During arguments Tuesday, Green urged the justices to reject the Justice Department’s broad use of the law.

“The Jan. 6 prosecutions demonstrate that there are a host of felony and misdemeanor crimes that cover the alleged conduct,” he said. “The Sarbanes-Oxley-based, Enron-driven evidence tampering statute is not one of them.”

Green had warned in court filings that the government’s definition of the law encompassed lawful acts like lobbying, advocacy and protest, a prospect that appeared to concern Alito and Justice Neil Gorsuch.

Gorsuch asked whether a sit-in that disrupts a trial or access to a federal courthouse would qualify as corruptly obstructing an official proceeding, or whether a heckler who disrupted a Supreme Court address could be charged under the law. He also seemed to reference an incident involving Democratic Rep. Jamaal Bowman of New York, who pleaded guilty to a misdemeanor charge after pulling a fire alarm in a Capitol Hill office building ahead of a vote on a government funding bill last year.

“Are those all federal felonies subject to 20 years in prison?” Gorsuch asked.

But Prelogar said the Justice Department has only brought the charge when there is evidence that a defendant had corrupt intent to disrupt Congress’ counting of electoral votes. In response to Justice Brett Kavanaugh’s question as to why prosecutors had to charge Fischer with the obstruction count when he was indicted for six others, she said those charges “don’t fully reflect the culpability” of his actions on Jan. 6.

“One of the distinct strands of harm, one of the root problems with petitioners’ conduct is that he knew about that proceeding, he had said in advance of Jan. 6 that he was prepared to storm the Capitol, prepared to use violence. He wanted to intimidate Congress. He said, ‘They can’t vote if they can’t breathe,’ and then he went to the Capitol on Jan. 6 with that intent in mind and took action, including assaulting a law enforcement officer,” she said.

Prelogar said it is “entirely appropriately” for the government to seek to hold Fischer accountable “for that conduct with that intent.”

She also drew distinctions between the events of Jan. 6 and a protester who interrupts a Supreme Court proceeding.

“It’s in a fundamentally different posture than if they had stormed into this courtroom, overrun the Supreme Court police, required the justices and other participants to flee for their safety, and done so with clear evidence of intent to obstruct,” Prelogar said.

Still, Chief Justice John Roberts and Thomas questioned whether the Justice Department has applied the obstruction statute before in situations that did not involve specific documents. 

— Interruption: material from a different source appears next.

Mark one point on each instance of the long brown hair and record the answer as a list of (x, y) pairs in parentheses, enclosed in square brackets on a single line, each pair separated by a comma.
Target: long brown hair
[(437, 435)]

“There have been many violent protests that have interfered with proceedings,” Thomas said. “Has the government applied this provision to other protests in the past and has this been the government position throughout the lifespan of the statute?”

Roberts, meanwhile, seemed skeptical that the provision could be interpreted to broadly prohibit a defendant from corruptly engaging in conduct to obstruct an official proceeding.

“You can’t just tack it on and say, look at it as if it’s standing alone, because it’s not,” Roberts said.

The impacts of a decision

The Supreme Court said in December it would take up the case, and its decision to do so reverberated swiftly. Some defendants who were convicted of violating the obstruction statute but not yet sentenced sought to pause their proceedings until the justices rule, likely by the end of June.

If Fischer prevails and the high court finds the law narrowly covers corrupt evidence-related conduct, there could be dozens of defendants who have been convicted and seek resentencing, withdraw guilty pleas or ask for a new trial.

As for the impact on Trump’s case, the special counsel told the Supreme Court in a filing in the immunity case last week that regardless of how it rules, the charges against Trump are still valid.

Smith has accused Trump of deceitfully organizing fake slates of electors in seven battleground states and urging state officials to send the false certificates to Congress. The creation of the phony documents, he said, “satisfies an evidence-impairment interpretation.”